Though the later has stated he is “staying at PSG”. And, a statement released by the Spanish has explained that there has been no “agreement between Real Madrid and PSG for the player Kylian Mbappe”, stating that the news in circulation “is completely false.”

“Real Madrid has not made any offer to PSG or the player and condemns the spreading of this type of information that has not been proven by the parties concerned.”

Hazard, though, is salivating for European glory and a world best mention. The possible departure from Chelsea is weight and a normally reticent Hazard has stated publicly he would love to move to Madrid to join Real.

“After six wonderful years at Chelsea it might be time to discover something different,” he said. “Certainly, after this World Cup, I can decide if I want to stay or go, but Chelsea will have the final decision.” He completed saying, “You know my preferred destination.”

Is Hazard going to join the Galacticos? Amidst denials, will the Santiago Bernabeu landlord eventually scoop the service of the young sensation, Mbappe? Who will replace Ronaldo? Hazard? Mbappe? The duo? Or even Neymar? Again, before the close of the transfer season, the cloud will be clear.

Breakage of the tripartite soccer force

The almost impervious dominance of the tripartite football forces — Brazil, Germany and Argentina — was broken for the first time in Russia. For the first time in the history of the tournament, none of the trio reached the semi-final. Among them alone, they have shared half of the entire 22 world cup trophies won since the 1930 World Cup staged in Uruguay.

Germany joined the stats of defending champions, since 2006, falling at the group stage and that has led to Mesut Ozil’s departure from the team, citing racism.

Five-time champions, Brazil had a somewhat good start but they were torn apart when it mattered most by a Hazard-inspired Belgian side. Argentina snatched only a win against a jittery Super Eagles of Nigeria in their third group match to ssneak into the second round, where they fell to France.

Discipline pays

For the first time in FIFA history, the FIFA fair play rule came to play, and Senegal was the victim. Africa was at the brink of having their sole candidate in the second round when Japan was handed the ticket by the virtue of fair play rule.

As the rule stipulates that teams with same points, same goal difference, same number of goals scored and no better head-to-head permutation, the number of cards picked comes to play. After the last game, Senegal had six yellow cards to Japan’s four. Senegal thus rued their disciplinary recklessness.

Croatia came to this World Cup with only two natural strikers: Juventus’ Mario Mandzukic and AC Milan’s Nikola Kalinic. For a fourth successive international fixture, the latter was left on the bench. So, when asked to come on in the 85th minute in Croatia’s win against Nigeria, Kalinic complained of a back problem and refused to be a substitute – a move which didn’t convince his manager, Zlatko Dalic. He was eventually sent packing from the tournament.

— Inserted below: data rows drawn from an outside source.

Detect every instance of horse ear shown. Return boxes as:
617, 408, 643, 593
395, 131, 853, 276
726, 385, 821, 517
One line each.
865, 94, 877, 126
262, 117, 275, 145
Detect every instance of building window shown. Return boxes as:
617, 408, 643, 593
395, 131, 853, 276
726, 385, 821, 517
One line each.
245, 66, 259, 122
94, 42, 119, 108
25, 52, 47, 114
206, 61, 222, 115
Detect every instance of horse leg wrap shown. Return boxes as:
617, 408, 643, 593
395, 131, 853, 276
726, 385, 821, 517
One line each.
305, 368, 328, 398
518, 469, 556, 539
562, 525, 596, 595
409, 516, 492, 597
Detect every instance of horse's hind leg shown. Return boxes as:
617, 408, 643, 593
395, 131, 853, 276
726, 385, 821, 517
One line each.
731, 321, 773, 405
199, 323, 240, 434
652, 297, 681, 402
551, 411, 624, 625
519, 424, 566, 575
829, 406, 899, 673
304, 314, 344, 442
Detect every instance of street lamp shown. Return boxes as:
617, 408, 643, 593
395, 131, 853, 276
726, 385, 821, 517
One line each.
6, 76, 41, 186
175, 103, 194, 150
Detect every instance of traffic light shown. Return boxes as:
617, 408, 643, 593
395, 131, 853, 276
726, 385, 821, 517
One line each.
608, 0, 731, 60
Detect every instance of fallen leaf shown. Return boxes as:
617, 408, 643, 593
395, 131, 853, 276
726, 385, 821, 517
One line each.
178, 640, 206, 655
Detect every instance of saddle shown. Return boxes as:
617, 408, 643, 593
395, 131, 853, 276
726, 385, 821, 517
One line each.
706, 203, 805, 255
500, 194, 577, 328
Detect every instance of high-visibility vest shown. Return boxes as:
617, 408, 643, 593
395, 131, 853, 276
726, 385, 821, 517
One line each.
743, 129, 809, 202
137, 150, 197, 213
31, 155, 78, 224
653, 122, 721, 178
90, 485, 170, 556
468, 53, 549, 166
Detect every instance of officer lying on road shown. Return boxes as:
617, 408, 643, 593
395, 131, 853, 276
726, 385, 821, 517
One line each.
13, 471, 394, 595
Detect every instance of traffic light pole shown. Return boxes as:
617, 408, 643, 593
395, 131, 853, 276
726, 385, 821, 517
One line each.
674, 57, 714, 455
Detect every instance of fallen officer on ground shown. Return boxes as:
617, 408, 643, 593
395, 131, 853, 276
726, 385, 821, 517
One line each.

His exit meant Croatia had to rely on Mandzukic. The rest is history. The 21-man squad have a silver medal to their name. Kalinic would have to wait another four years before he could have a shot at getting that far. Discipline and teamwork paid.

On a final note…

Russia 2018 had a lot of talking points. The successful use of VAR vindicated the use of technology in the game. There were not many cricket scores, which showed that teams are closer than ever before and looking ahead to Qatar 2022, one can easily predict there could be a new country crowned winner in the Middle East. For all who enjoyed Russia 2018, we can’t wait for Qatar 2022.